Chef incident

Elevated connection rate and 500's

Critical Resolved View vendor source →

Chef experienced a critical incident on April 16, 2020, lasting 3h 31m. The incident has been resolved; the full update timeline is below.

Started
Apr 16, 2020, 11:06 PM UTC
Resolved
Apr 17, 2020, 02:37 AM UTC
Duration
3h 31m
Detected by Pingoru
Apr 16, 2020, 11:06 PM UTC

Update timeline

  1. investigating Apr 16, 2020, 11:06 PM UTC

    After upgrading PostgreSQL we are seeing database connections and CPU spikes. We're resizing the database to get more system resources and will provide additional updates as we have them.

  2. investigating Apr 17, 2020, 12:00 AM UTC

    We're investigating an unexpected elevation in fetches by the authz service from the database.

  3. investigating Apr 17, 2020, 01:58 AM UTC

    We're isolating the issue with authz service's database queries that is taking an abnormally long time to complete.
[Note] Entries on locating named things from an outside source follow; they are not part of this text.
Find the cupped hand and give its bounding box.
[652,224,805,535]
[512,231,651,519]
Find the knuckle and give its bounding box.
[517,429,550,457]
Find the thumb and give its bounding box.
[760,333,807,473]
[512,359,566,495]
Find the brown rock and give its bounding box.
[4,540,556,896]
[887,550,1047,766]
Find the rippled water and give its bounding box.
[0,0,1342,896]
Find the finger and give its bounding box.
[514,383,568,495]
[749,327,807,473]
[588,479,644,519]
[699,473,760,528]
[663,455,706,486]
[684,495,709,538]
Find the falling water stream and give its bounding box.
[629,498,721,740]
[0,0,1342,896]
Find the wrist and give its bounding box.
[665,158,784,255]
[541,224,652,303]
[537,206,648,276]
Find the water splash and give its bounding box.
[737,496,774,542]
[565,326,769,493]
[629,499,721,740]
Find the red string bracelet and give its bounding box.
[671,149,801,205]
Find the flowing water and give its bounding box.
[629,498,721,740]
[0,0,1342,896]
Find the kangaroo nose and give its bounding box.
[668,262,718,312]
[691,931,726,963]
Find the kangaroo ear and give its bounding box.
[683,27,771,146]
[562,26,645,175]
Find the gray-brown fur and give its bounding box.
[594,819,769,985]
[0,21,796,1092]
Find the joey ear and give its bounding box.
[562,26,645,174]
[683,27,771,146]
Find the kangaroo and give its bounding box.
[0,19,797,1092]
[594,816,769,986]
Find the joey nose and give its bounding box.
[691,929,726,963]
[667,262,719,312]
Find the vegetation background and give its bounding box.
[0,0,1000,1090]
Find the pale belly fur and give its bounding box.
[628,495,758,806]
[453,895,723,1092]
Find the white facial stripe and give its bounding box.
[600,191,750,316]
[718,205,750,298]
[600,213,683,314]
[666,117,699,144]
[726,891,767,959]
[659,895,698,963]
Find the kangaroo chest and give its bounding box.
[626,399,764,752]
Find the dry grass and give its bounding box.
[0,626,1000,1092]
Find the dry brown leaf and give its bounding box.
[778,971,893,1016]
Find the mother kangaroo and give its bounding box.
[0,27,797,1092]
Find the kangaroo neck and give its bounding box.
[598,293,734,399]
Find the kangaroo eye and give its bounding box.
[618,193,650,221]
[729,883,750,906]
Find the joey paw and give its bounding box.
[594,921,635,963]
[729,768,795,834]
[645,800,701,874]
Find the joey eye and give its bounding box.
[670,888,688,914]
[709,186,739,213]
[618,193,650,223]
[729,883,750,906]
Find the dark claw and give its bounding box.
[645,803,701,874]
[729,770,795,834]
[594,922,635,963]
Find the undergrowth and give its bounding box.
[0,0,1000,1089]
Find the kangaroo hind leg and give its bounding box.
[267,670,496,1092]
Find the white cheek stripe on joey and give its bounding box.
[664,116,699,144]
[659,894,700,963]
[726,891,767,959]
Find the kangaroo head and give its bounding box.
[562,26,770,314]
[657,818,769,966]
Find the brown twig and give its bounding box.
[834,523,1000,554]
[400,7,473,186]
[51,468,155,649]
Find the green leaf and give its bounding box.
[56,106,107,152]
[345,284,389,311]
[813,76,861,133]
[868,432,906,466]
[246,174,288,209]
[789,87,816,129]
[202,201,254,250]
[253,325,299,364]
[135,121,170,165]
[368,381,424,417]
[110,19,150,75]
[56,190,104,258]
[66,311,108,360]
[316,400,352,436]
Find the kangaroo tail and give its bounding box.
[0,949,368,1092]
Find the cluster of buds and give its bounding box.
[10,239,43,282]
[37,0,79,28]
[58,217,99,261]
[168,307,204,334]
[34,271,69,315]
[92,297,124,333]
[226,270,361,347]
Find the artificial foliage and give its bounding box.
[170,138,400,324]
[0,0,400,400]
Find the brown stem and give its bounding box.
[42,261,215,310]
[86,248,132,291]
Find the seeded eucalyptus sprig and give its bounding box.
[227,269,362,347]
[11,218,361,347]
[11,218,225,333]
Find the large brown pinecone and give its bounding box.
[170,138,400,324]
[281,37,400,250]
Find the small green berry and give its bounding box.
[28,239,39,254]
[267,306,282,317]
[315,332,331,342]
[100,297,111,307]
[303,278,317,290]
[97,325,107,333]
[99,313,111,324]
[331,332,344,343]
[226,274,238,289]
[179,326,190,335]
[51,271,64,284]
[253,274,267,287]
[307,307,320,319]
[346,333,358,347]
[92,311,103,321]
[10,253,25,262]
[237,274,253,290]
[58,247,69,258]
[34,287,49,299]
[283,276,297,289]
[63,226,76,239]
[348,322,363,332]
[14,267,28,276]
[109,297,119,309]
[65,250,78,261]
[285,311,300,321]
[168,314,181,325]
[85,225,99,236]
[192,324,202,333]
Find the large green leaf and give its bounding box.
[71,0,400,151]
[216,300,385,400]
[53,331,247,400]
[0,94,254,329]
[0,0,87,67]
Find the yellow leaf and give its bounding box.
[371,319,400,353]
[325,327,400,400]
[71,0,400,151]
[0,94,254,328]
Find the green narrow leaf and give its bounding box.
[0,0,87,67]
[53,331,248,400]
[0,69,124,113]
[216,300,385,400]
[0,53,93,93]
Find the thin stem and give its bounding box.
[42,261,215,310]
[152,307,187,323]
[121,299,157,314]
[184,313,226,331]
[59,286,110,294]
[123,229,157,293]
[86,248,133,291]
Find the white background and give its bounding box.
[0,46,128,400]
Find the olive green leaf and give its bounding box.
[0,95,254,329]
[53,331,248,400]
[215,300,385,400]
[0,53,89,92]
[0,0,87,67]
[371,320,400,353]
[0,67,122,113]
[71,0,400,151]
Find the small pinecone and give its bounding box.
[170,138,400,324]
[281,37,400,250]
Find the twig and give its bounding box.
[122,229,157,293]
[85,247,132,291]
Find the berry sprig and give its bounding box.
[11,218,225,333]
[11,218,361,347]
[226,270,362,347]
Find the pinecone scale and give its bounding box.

  4. investigating Apr 17, 2020, 02:13 AM UTC

    We've implemented a short term workaround to restore service. We're monitoring the service.

  5. investigating Apr 17, 2020, 02:24 AM UTC

    Traffic patterns and service have normalized to regular levels observed prior to the maintenance window. We will conduct an incident analysis and write up a blog post for this next week. Thank you for your patience and I'm sorry that this impacted your workflows.

  6. resolved Apr 17, 2020, 02:37 AM UTC

    This incident has been resolved.